This page has been revised as of May 13, 2026 to remove outdated forward-looking language and to separate the original buyout figure from the later settlement reporting.
What Happened
Penn State fired James Franklin on October 12, 2025, one day after a 22-21 home loss to Northwestern. The move ended a 12-season run that included a Big Ten title, multiple New Year’s Six appearances, and a College Football Playoff semifinal trip, but also a long-running frustration in top-10 matchups.
The firing followed a three-game slide: Oregon in double overtime, UCLA at the Rose Bowl, and Northwestern at Beaver Stadium. ESPN reported that the UCLA and Northwestern losses made Penn State the first team since the 1978 FBS/FCS split to lose consecutive games while favored by at least 20 points in both.
Buyout: Original Obligation and Later Settlement
The original public number was not small.
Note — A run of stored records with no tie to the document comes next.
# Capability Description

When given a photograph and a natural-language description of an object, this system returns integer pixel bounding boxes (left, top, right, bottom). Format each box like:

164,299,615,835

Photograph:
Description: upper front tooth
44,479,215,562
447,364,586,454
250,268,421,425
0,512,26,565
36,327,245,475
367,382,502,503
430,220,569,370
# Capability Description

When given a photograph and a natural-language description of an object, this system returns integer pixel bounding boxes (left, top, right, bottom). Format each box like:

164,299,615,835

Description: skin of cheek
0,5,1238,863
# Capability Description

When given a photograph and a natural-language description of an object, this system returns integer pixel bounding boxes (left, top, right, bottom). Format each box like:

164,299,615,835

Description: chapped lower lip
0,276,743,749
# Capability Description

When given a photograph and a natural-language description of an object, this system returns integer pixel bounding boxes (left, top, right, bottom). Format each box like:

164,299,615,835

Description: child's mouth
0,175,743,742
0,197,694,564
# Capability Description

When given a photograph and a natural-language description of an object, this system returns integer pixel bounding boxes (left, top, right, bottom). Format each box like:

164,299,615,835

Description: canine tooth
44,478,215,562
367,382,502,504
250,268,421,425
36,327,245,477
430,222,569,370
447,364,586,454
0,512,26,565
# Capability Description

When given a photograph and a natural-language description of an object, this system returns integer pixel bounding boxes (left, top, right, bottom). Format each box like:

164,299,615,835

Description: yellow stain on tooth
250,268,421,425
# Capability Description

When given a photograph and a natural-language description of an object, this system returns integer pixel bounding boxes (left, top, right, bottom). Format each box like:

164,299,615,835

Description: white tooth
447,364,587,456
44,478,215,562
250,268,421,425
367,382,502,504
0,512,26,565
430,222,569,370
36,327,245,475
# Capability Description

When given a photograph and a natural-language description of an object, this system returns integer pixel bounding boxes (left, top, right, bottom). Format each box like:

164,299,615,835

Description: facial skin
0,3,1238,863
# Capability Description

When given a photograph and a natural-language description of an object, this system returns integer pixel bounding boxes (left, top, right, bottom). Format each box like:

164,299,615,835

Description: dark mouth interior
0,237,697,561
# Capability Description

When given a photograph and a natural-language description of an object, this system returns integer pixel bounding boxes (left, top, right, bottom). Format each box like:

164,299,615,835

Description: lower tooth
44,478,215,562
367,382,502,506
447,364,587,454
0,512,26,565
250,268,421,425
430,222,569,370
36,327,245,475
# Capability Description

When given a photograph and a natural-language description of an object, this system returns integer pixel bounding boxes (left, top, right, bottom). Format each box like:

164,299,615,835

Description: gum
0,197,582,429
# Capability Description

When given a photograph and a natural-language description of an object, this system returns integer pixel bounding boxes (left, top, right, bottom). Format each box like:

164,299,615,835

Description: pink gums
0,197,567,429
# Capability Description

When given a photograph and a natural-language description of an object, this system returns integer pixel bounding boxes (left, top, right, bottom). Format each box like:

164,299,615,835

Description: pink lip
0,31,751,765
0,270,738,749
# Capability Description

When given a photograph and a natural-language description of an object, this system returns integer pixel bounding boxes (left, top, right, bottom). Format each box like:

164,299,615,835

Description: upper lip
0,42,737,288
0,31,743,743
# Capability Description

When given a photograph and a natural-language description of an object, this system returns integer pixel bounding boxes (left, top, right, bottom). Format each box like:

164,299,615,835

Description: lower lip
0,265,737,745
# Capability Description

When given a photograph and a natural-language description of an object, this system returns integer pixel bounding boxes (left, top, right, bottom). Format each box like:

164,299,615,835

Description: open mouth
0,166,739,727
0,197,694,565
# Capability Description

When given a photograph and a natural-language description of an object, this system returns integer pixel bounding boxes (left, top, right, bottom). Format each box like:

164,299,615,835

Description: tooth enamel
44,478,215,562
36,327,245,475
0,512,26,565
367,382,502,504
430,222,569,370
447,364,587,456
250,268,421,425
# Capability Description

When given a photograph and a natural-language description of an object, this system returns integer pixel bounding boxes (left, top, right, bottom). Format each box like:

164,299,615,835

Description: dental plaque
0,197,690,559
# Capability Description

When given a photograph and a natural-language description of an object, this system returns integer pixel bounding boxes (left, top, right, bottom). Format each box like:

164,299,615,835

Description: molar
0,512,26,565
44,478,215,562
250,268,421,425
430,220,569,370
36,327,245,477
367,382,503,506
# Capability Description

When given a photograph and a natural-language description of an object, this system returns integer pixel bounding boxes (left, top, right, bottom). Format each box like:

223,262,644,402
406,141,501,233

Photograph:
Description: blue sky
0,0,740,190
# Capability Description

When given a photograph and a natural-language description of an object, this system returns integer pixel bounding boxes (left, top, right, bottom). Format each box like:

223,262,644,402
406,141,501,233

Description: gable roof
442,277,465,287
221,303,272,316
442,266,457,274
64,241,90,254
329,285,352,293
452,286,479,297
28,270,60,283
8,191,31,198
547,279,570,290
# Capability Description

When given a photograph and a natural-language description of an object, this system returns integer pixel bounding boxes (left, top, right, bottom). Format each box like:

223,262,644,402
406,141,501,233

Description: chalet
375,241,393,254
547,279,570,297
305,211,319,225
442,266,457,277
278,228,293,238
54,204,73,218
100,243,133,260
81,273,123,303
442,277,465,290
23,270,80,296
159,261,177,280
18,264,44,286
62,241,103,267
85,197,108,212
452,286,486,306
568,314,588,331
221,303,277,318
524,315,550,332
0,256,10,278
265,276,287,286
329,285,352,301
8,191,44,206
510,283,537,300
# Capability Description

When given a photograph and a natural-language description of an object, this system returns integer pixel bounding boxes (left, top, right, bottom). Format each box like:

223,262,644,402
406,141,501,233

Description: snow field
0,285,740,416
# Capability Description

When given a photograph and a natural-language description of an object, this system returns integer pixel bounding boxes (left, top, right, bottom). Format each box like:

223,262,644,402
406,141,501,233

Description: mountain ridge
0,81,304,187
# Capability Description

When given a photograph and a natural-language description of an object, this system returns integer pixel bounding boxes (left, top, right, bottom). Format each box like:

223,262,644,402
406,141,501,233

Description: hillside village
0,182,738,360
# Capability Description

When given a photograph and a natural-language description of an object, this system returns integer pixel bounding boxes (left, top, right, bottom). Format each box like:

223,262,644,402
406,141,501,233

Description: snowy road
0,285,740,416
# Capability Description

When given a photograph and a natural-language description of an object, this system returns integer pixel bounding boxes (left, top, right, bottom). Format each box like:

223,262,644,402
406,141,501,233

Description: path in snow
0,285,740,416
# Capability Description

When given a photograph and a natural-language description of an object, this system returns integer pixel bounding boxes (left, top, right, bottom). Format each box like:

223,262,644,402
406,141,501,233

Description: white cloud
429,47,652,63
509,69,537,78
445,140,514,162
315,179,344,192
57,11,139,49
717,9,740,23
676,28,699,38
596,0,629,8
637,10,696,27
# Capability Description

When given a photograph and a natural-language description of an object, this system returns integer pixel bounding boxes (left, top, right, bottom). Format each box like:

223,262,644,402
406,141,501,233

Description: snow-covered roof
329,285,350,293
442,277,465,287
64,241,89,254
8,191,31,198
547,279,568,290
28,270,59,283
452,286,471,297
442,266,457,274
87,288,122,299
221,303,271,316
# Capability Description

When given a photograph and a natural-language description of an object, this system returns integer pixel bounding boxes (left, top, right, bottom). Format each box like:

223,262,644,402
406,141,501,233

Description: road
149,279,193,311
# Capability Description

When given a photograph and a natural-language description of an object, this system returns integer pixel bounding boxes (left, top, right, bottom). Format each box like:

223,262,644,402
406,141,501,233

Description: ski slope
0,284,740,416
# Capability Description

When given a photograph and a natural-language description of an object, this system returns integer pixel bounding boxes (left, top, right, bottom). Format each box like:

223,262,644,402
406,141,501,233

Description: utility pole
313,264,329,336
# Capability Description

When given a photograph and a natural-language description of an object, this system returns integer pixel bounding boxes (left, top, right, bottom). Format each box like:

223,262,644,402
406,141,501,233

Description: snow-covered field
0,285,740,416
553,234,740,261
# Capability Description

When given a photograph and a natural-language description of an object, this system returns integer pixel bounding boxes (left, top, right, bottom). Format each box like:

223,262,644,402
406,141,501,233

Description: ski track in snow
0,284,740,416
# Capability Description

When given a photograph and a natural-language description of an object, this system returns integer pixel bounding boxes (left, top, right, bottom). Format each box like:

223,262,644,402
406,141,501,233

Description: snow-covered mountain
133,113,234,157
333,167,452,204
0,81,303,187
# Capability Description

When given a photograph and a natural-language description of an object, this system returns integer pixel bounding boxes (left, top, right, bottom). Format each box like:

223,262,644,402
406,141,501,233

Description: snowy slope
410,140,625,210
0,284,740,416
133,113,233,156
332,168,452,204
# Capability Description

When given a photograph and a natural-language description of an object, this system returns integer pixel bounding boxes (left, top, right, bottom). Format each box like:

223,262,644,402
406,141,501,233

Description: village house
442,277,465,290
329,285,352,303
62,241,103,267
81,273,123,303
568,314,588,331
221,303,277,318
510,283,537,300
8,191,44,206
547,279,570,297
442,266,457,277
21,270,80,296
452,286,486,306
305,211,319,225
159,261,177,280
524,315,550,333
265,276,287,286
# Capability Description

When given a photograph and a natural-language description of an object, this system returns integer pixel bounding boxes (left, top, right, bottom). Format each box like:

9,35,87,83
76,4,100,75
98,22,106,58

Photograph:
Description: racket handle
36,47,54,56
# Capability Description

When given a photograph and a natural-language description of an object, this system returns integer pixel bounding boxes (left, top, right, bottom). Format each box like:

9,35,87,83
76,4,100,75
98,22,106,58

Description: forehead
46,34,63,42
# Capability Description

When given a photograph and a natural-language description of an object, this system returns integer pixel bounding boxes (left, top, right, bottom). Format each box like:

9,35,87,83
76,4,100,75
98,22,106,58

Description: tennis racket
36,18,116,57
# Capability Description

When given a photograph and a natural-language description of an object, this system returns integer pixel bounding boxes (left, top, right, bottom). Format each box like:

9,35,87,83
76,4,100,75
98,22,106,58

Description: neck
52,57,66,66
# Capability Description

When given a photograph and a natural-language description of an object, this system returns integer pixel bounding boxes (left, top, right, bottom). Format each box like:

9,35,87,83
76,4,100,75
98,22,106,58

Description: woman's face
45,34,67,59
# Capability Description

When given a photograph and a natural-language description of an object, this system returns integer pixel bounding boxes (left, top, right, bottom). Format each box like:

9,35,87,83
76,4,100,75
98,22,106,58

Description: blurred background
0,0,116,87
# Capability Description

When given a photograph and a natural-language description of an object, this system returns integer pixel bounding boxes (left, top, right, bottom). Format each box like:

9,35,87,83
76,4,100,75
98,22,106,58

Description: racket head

ESPN reported at the time that Franklin was owed more than $49 million under his contract, which put the obligation among the largest buyouts in college football history.
That was not the final story. After Virginia Tech hired Franklin on November 17, 2025, ESPN reported that his deal included a settlement from Penn State of about $9 million. For site purposes, the safer wording is:
- Penn State’s initial exposure was reported above $49 million.
- Franklin’s later Virginia Tech hire changed the final financial picture.
- The settlement figure publicly reported by ESPN was about $9 million.
Why It Still Matters for Penn State
The coaching change reshaped the roster, recruiting board, staff structure, and 2026 depth chart. Terry Smith took over as interim coach for the remainder of 2025, and the program later moved into the Matt Campbell era with a transfer-heavy roster reset.
From a depth-chart perspective, the important football context is not just Franklin’s departure. It is the sequence that followed: Drew Allar’s injury, Ethan Grunkemeyer’s late-season starts, the 2025 roster finishing 7-6 after a Pinstripe Bowl win, and a 2026 team rebuilt through the portal and NFL Draft departures.
For readers using this page as a coaching-transition reference, the main correction is timing. October coverage captured the immediate shock and the headline buyout exposure. November coverage changed the financial context once Franklin accepted the Virginia Tech job. Any current Penn State analysis should keep both points together instead of treating the October buyout estimate as the final amount Penn State paid.
The football impact is easier to state with certainty. Franklin’s exit ended one roster era, Smith stabilized the final stretch, and Campbell inherited a team that needed quarterback, defensive line, and staff continuity answers before spring practice.
Current Context
This page should remain a coaching-transition explainer. It should not be used as a current finance tracker beyond the reported October obligation and the later publicly reported settlement after Virginia Tech hired Franklin.
For football readers, the more durable value is the timeline: fired on October 12, Terry Smith interim, Virginia Tech hire on November 17, and Penn State’s eventual move into the Matt Campbell roster reset.
Sources and update notes
This article was checked against ESPN’s October 2025 firing coverage, ESPN’s October 2025 Pat Kraft/buyout reporting, and ESPN’s November 2025 Virginia Tech hiring report. Season results were cross-checked against ESPN game pages and Penn State’s official Pinstripe Bowl recap.